"Mandatory Service Bill"
In March 2009, Alex Jones was doing a lot of work to paint newly-inaugurated President Obama’s focus on service as a nefarious plot to enslave the country. He used a lot of fake and misrepresented stories to make his argument, but perhaps the most embarrassing in hindsight is how he covered the “Mandatory Service Bill.”
There’s a chance that Alex just knew that he needed a big story to help promote The Obama Deception, or maybe Ted Anderson’s gold sales were dipping and he needed some serious fear to right the ship, and that’s what led him to do what he did. Whatever the case, on March 20, 2009, Alex began telling his audience that a bill had passed the House that reinstated the draft, which would lead to their children being conscripted into military service.
In order to make his lie seem more legitimate, he weaved in the completely unrelated Department of Defense Directive 1404.10, but this lie was centered around HR 1388, also known as the Generations Invigorating Volunteerism and Education Act, or the GIVE Act for short.
Alex was correct in reporting that HR 1388 had passed the House, as it passed on March 18th by a majority of 321-105. When it made its way to the Senate, Sen. Orrin Hatch called it “probably the most bipartisan bill we will see on the Senate floor this year.”
Why is a bill that would create a new military draft being described as something that is super “bipartisan?” Is Hatch saying that both parties are coming out as wanting to screw you and your family over?

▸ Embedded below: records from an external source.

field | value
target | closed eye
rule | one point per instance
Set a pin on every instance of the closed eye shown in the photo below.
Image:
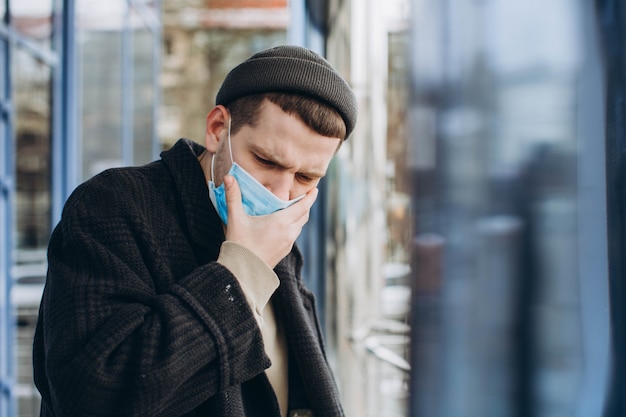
(305, 179)
(264, 162)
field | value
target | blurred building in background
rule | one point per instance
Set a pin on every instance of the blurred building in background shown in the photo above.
(467, 245)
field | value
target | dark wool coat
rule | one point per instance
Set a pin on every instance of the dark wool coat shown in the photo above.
(137, 318)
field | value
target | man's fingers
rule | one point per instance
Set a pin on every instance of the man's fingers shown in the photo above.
(233, 196)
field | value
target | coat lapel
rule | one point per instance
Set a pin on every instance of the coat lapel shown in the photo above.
(203, 224)
(295, 308)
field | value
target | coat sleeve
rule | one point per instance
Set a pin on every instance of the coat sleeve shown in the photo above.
(114, 340)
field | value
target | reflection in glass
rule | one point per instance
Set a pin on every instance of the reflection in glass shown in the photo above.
(32, 18)
(494, 112)
(32, 131)
(143, 94)
(100, 61)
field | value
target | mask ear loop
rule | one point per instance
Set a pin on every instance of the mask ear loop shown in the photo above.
(230, 149)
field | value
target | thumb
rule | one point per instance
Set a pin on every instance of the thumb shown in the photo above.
(233, 197)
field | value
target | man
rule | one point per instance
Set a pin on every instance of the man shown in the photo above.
(174, 288)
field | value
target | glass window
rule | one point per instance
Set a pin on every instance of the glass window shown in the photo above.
(143, 94)
(99, 37)
(32, 131)
(32, 18)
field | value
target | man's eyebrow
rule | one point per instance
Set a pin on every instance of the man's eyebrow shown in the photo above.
(263, 154)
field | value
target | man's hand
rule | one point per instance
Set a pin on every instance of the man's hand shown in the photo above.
(272, 236)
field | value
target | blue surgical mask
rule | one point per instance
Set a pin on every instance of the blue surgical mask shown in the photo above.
(257, 200)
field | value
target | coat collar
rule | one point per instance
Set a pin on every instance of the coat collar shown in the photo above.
(203, 223)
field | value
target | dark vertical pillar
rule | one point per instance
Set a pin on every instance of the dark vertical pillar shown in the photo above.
(611, 18)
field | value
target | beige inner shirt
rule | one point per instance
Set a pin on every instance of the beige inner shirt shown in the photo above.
(259, 282)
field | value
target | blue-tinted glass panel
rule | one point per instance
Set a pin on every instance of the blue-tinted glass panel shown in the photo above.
(31, 90)
(143, 70)
(100, 58)
(32, 18)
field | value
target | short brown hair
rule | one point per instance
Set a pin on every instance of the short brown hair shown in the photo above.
(318, 116)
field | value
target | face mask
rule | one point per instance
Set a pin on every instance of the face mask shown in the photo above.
(257, 200)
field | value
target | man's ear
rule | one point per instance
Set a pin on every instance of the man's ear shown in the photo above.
(216, 127)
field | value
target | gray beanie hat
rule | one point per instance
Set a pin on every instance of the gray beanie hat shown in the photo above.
(291, 69)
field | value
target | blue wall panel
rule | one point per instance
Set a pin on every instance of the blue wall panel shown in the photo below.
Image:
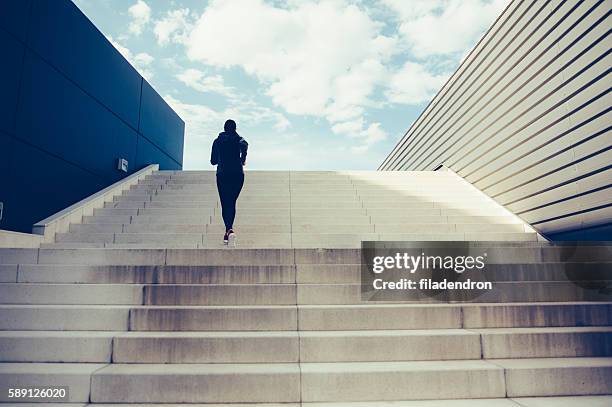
(70, 105)
(41, 184)
(14, 17)
(99, 69)
(148, 153)
(68, 123)
(160, 124)
(10, 73)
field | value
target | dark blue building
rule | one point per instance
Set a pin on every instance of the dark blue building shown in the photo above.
(70, 107)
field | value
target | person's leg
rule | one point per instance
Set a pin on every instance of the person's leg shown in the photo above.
(236, 186)
(224, 188)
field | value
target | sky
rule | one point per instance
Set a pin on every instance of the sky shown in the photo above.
(313, 85)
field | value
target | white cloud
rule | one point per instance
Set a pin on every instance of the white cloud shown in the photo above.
(140, 14)
(320, 59)
(199, 81)
(443, 27)
(413, 84)
(141, 61)
(173, 27)
(203, 123)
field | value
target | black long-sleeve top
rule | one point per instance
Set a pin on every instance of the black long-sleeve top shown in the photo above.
(229, 152)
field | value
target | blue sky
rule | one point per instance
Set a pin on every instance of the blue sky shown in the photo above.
(313, 85)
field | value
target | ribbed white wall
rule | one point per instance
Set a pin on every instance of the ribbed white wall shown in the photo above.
(526, 117)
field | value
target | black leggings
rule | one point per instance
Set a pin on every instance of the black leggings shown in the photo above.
(229, 186)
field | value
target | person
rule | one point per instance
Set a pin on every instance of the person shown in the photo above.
(229, 152)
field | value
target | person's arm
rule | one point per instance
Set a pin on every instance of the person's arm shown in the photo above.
(243, 149)
(214, 155)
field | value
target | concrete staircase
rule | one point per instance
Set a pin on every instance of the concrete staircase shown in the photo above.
(141, 303)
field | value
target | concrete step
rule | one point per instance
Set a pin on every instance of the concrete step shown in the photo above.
(245, 274)
(28, 293)
(269, 294)
(8, 273)
(557, 376)
(234, 294)
(528, 252)
(439, 316)
(502, 292)
(75, 376)
(214, 318)
(196, 383)
(206, 347)
(64, 317)
(57, 346)
(430, 380)
(314, 346)
(545, 342)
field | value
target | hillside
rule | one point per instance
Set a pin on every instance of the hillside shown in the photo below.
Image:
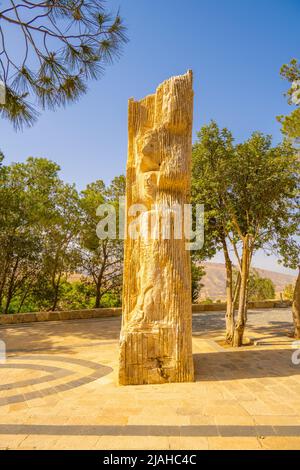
(214, 281)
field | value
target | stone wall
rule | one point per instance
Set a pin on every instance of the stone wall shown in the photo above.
(117, 312)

Orrin Hatch sucks, but that was not what he was saying, because Alex is lying about this bill creating a draft. As it relates to HR 1388, Alex Jones’ propaganda relies on one misunderstanding and one lie.
The Misunderstanding
On March 9, 2009, the original form of this bill was introduced on the House floor. It included the following language:
“The purpose of the Commission is to gather and analyze information in order to make recommendations to Congress to:
(Ed. Note: #1-5 are omitted as they are irrelevant to Alex’s point)
(6) Whether a workable, fair, and reasonable mandatory service requirement for all able young people could be developed, and how such a requirement could be implemented in a manner that would strengthen the social fabric of the Nation and overcome civic challenges by bringing together people from diverse economic, ethnic, and educational backgrounds. ”
This “Commission” that is referenced is just a new name for the already existing National Advisory Council on the Public Service that was instituted in the Public Service Act of 1990, signed into law by George H.W. Bush. HR 1388 was really just an updating and augmenting of that law from 1990, so most of what it contained had already been on the books for almost 20 years.
In the passage above, Alex hinges on the word “mandatory” and uses that as his entire argument. Whenever he talks about the bill, he never mentions that the context of the passage he’s selectively quoting heavily implies that the Commission could take a look at the situation a determine that, no, a “workable, fair, and reasonable mandatory service requirement” cannot be implemented. That outcome is entirely possible, given the language of the bill.
Nothing in here creates a draft, nothing in the bill even establishes mandatory service. It says that the Congressional Commission on Civic Service should look into whether mandatory service requirements for youths were something that could be done, and if it would even be helpful.
Ultimately, this subtle distinction doesn’t matter because of this next part.
The Lie
Alex is operating on old information and pretending it is current.
The version of the bill that was introduced in the House on March 9, 2009 included the language excepted above. The problem is that this is not the version of the bill that passed the House, nor is it the version that was ever discussed in the Senate.
Every version of the bill past March 16, 2009 has that language taken out of it, and it is nowhere to be found in the form of the bill that passed the House on March 18th.
Alex begins the narrative that a bill “creating a draft has passed the House” on March 20, 2009, two days after the amended version of HR 1388 passed, which he has every opportunity to know is not the truth.
The only two possible explanations for this are: 1) he’s lying about the bill in order to stir up fear in his audience, or 2) he’s so bad at his job that he didn’t confirm that the version of the bill that passed was the same as the version that was introduced before misinforming his audience about it repeatedly.